Егоров орет еще что-то – уже бессмысленное, состоящее из сплошного мата, и от этих воплей волосы Яны шевелятся на затылке. Она не знает, что сделает Егоров, если поймает ее, но догадывается, что все может оказаться хуже, чем она может себе представить, хуже, чем драка, в которой она обязательно будет побита. Яну захлестывает отчаяние. Ей придется драться один на один. Никто не поможет. Егорову не пригрозит случайный прохожий. Ольга не выйдет из-за угла и не даст ему по морде. Учитель не выглянет случайно из окна на школьный двор. Голодный Мальчик… Неизвестно, куда девается Голодный Мальчик, когда они уходят. Может, просто исчезает. Может, ее единственный шанс – свернуть, затеряться в зарослях, спрятаться, отсидеться, потому что Голодный Мальчик не придет, чтобы защитить ее.
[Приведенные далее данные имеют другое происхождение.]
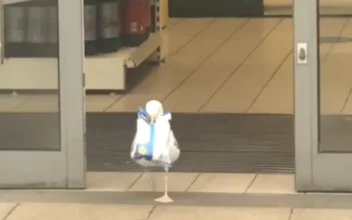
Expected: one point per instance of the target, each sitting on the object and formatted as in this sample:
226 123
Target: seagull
162 151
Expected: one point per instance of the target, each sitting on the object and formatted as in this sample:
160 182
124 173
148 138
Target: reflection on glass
335 84
29 113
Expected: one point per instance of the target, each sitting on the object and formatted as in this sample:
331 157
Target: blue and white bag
154 143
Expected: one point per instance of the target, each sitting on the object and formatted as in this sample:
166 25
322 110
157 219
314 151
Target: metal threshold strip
318 201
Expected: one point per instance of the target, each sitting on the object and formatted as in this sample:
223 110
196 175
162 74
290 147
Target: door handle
2 30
Но Яна бежит к Коги, растрачивая последние силы, без надежды, без расчета, бездумно, как животное.
Потому что она знает, что Голодный Мальчик ждет. Яна чувствует его присутствие, всем телом ощущает сдвиг, неподдающуюся разуму неправильность, означающую, что Голодный Мальчик уже здесь. Он уже проголодался, и это Егорову надо бояться. Она бежит к Коги нарочно, знает, что на самом деле – нарочно, знает, что давно могла бы спрятаться так, что никто не нашел бы. Мысли эти – холодные и легкие; они отдельным туманным облачком несутся над головой. Егоров замолкает, и Яна слышит лишь его тяжелое дыхание. Во рту появляется привкус крови, десны пульсируют. В боку начинает колоть; Яна втягивает живот под самые ребра, и боль замолкает, чтобы вернуться, стоит только ослабить мышцы. Стланики заканчиваются; Яна бежит через марь, через песчаные плеши, по пологим склонам, цепляя коленями березу. Торфяная тропинка пружинит под ногами. Хриплое дыхание Егорова обжигает спину. Впереди недобро поблескивает черный зрачок озера. Поджидает, внимательный и спокойный.
Так ему и надо, думает Яна. Так ему и надо.
Он догоняет ее уже на берегу, хватает за шиворот, обдав запахом табака и ирисок. Яна разворачивается, хватаясь руками за воздух, и Егоров бьет ее кулаком в лицо. Нос становится горячим, невесомым и тут же тяжелеет, будто залитый кипящим киселем. Егоров бьет в живот; кишки скручивает, и очень хочется в туалет. Яна вслепую тычет кулаками перед собой и даже попадает: костяшки отдаются болью. Егоров отклоняется; она пинает его по голени и, тонко завизжав, вцепляется зубами в предплечье занесенной руки, рядом с краем задравшегося рукава. Егоров орет и хлещет ее свободной ладонью по голове, по лицу, по шее, звонко и оглушающе, как ремнем. Яна сжимает челюсти, давясь от отвратительного привкуса чужой кожи, пока не упирается в загадочный стопор, который находится не в зубах, не в мышцах или связках, а в голове. Ее тело знает, что дальше – нельзя. Егоров трясет рукой, челюсти выламываются, и голова Яны мотается, будто вот-вот оторвется, а потом вдруг все замирает.
– Я тебя убью, – говорит Егоров быстро и тихо, и Яна ему верит. Она ошиблась, Голодный Мальчик не придет. Ничего не понарошку. Ее перекинуло через грань, за которой кончается знакомый мир и начинается кошмар.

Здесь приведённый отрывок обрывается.